George Field 1943 USAAF Classbook

Initially named “Lawrence Army Flying School”, the name was changed to honor General Harold H. George, who was killed in a ground accident at Batchelor Field, southeast of Darwin, Australia on 29 April 1942. He was killed when a Curtiss P-40 of the 49th Fighter Group lost directional control on takeoff and struck the parked Lockheed C-40 in which the General had just arrived at the base after escaping from the Philippines. General George had joined the Air Service, United States Army in 1917, and flew with the 139th Aero Squadron on the Western Front in France. In combat, he was credited with five aerial victories.

The school was opened on 10 August 1942 under the USAAF Eastern Flying Training Command, its mission to provide advanced (3d phase) pilot training in twin-engined aircraft. Training was conducted by the 30th Two Engine Flying Training Group using the Beechcraft AT-10 Wichita. Planes from George Field were fuselage-coded "GE".

Until the summer of 1944, George Field received cadets that had graduated from advanced flying training schools, primarily in the southeast and provided them upgrade training to twin engine aircraft. These pilots would go on to fly primarily medium bombers and transport planes after completing their training.

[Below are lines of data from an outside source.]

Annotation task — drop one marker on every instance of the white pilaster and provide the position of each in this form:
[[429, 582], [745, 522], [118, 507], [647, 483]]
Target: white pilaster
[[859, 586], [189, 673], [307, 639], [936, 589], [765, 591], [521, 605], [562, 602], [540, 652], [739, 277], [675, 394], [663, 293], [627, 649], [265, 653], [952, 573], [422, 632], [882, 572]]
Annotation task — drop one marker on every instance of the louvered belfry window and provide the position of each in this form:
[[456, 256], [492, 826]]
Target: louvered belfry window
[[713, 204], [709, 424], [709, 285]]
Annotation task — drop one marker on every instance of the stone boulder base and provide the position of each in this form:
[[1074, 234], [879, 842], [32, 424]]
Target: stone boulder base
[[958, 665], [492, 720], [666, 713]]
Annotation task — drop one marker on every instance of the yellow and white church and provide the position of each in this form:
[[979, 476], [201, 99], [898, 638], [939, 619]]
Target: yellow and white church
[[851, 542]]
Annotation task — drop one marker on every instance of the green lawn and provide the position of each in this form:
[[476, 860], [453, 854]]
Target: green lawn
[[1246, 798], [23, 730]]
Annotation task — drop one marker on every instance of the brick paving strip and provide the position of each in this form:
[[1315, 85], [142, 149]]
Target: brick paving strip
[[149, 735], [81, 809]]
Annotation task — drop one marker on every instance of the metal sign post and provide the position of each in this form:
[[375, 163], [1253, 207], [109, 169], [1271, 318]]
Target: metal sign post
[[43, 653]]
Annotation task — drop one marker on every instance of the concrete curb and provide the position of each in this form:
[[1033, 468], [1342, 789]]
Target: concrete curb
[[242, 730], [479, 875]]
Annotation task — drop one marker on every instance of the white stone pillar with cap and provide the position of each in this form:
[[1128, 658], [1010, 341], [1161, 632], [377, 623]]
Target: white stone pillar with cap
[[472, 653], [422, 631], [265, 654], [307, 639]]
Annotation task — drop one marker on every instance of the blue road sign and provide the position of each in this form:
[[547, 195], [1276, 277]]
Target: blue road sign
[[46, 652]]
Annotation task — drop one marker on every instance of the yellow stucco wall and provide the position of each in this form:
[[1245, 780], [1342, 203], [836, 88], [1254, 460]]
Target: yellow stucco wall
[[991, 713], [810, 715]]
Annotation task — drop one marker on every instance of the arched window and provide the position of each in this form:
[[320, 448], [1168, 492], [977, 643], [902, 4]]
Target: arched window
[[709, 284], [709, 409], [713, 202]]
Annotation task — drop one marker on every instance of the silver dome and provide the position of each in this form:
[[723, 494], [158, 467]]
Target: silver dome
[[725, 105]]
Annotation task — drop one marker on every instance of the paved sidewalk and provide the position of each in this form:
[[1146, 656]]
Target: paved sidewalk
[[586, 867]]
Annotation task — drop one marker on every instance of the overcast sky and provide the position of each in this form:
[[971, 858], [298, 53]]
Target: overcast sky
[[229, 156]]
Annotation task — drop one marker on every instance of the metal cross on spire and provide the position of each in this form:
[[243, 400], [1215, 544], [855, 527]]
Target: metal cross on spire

In late May 1943, severe flooding occurred in the Lawrence County area as a result of two weeks of almost ceaseless rain. George Field began to flood, causing the students and staff of the field to halt training and begin sandbagging the station area. It was impossible to get to either Lawrenceville or Vincennes, Indiana from the airfield except by boat when the levee broke on the Wabash River. Victory over the flood was celebrated at the Field with a holiday on 12 June.

By the summer of 1944, the need for C-47 Skytrain transport pilots was critical and Training Command transferred George Field to I Troop Carrier Command. The last Training Command class graduated on 4 August, and training activities were terminated on 15 August and jurisdiction was transferred. A change of mission was made and George Field was placed under the 805th Army Air Force Base Unit. Its training squadrons began training pilots for paratrooper drops and towing gliders. It also trained crews in combat re-supply and casualty evacuation procedures from rough forward airfields in the combat areas to hospitals in rear areas. In February 1945, training was changed from the C-47 to C-46 Commando transports.

With the end of World War II, training ended at George Field on 1 September 1945. and the field was placed on standby status. It was turned over to Air Technical Service Command (ATSC). ATSC's mission was to remove all usable military equipment from the property and dispose of items which no longer had a useful need. Like many other surplus airfields around the country, public sales were held to offer the material to the public. It was declared excess by the Army in 1946. George Field was conveyed though the War Assets Administration (WAA) to the City of Lawrenceville, Illinois on 16 November 1948 to establish a municipal airport.

==Current status==
Today, the former training field is a general aviation airport, serving the local area. Three of the World War II runways remain in use as a main and as a crosswind runways. The massive parking apron remains, mostly unused, and sections of unused taxiways and runways remain, some partially removed for hardcore. The large station area is obliterated, with some of the wartime streets remaining as an airport access road and other agricultural roads; the buildings were long ago torn down or moved with a few concrete foundations remaining in the large grassy area. The military hangars on the flightline are gone, their concrete floors visible and exposed to the elements.